Providing effective and correctly targeted weight management services, including those aimed at the remission of type 2 diabetes relies on having accurate and up to date BMI data. National survey data shows that 29% of Scottish people are classed as obese (BMI of above 30kg/m2). The Quality and Outcomes Framework in the UK* aimed to incentivise BMI recording of BMI, especially for people with obesity. Despite this need, previous research has demonstrated significant under reporting, with only 37% of UK adults having had their BMI recorded in the last year and 79% having had their BMI ever recorded.

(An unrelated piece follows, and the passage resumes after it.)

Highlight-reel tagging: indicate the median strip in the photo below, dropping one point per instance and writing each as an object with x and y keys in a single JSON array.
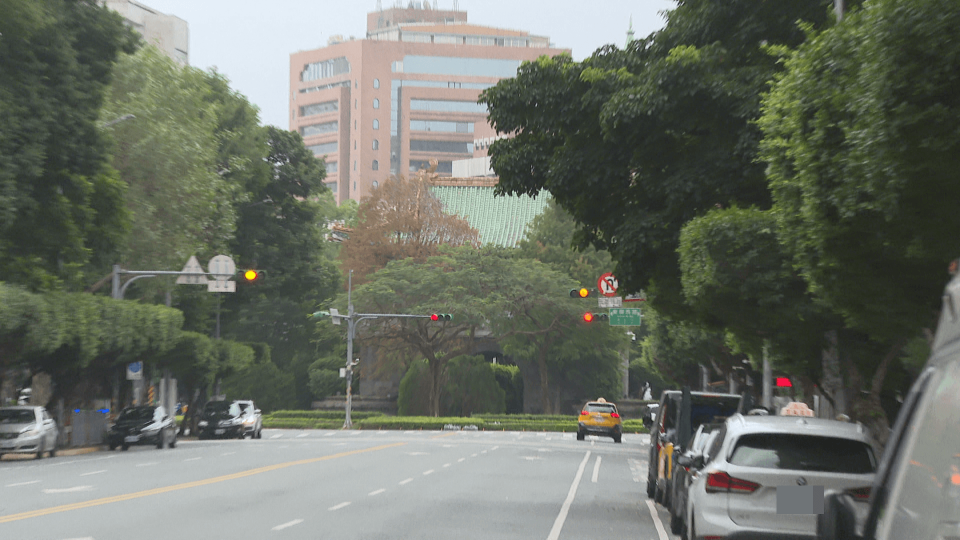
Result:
[{"x": 177, "y": 487}]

The extent of routine BMI recording and documentation in Scottish primary care has not been previously researched. In this new study, the authors conducted a review of the health records of 77,591 adults aged 16 years and over from 12 general practices covering a broadly socioeconomically representative sample of the Scottish population. The BMI fields of records were searched for any BMI recording, with a specific interest in any measurements taken during the previous 2 years.
The researchers found that a BMI had ever been recorded in 75% of individuals, while less than a third (31%) of patients had a recent BMI measurement (that was less than 2 years old). Up to date BMI recording rates also varied significantly across practices from 20% to 42%, although the team did note a marked increase in recording rates over the 2-year review period.
For those with a BMI recording in the previous 2 years, they were split into the following BMI categories: less than 18.5 (underweight): 2%; 18.5-24.9 (normal weight) 27%; 25-29.9 (overweight) 33%; 30-39.9 (obesity grades I and II) 31%; and 40+ (severe obesity) 7%. In the two highest BMI categories the figures were greater than those in the 2017 Scottish Health Survey (26% and 3% respectively), as well as the 2017 Health Survey England (25% and 4% respectively), suggesting that both obesity and severe obesity rates may be higher than previously thought.
The authors conclude: "More complete current routine BMI data is required for accurate planning and provision of weight management services. Underreporting may hinder stated public health aims of early detection and intervention of type 2 diabetes. It is important to monitor the quality of data in electronic health records given their increasing use as a source in research and to estimate variation between real life prevalence rates and national health survey rates."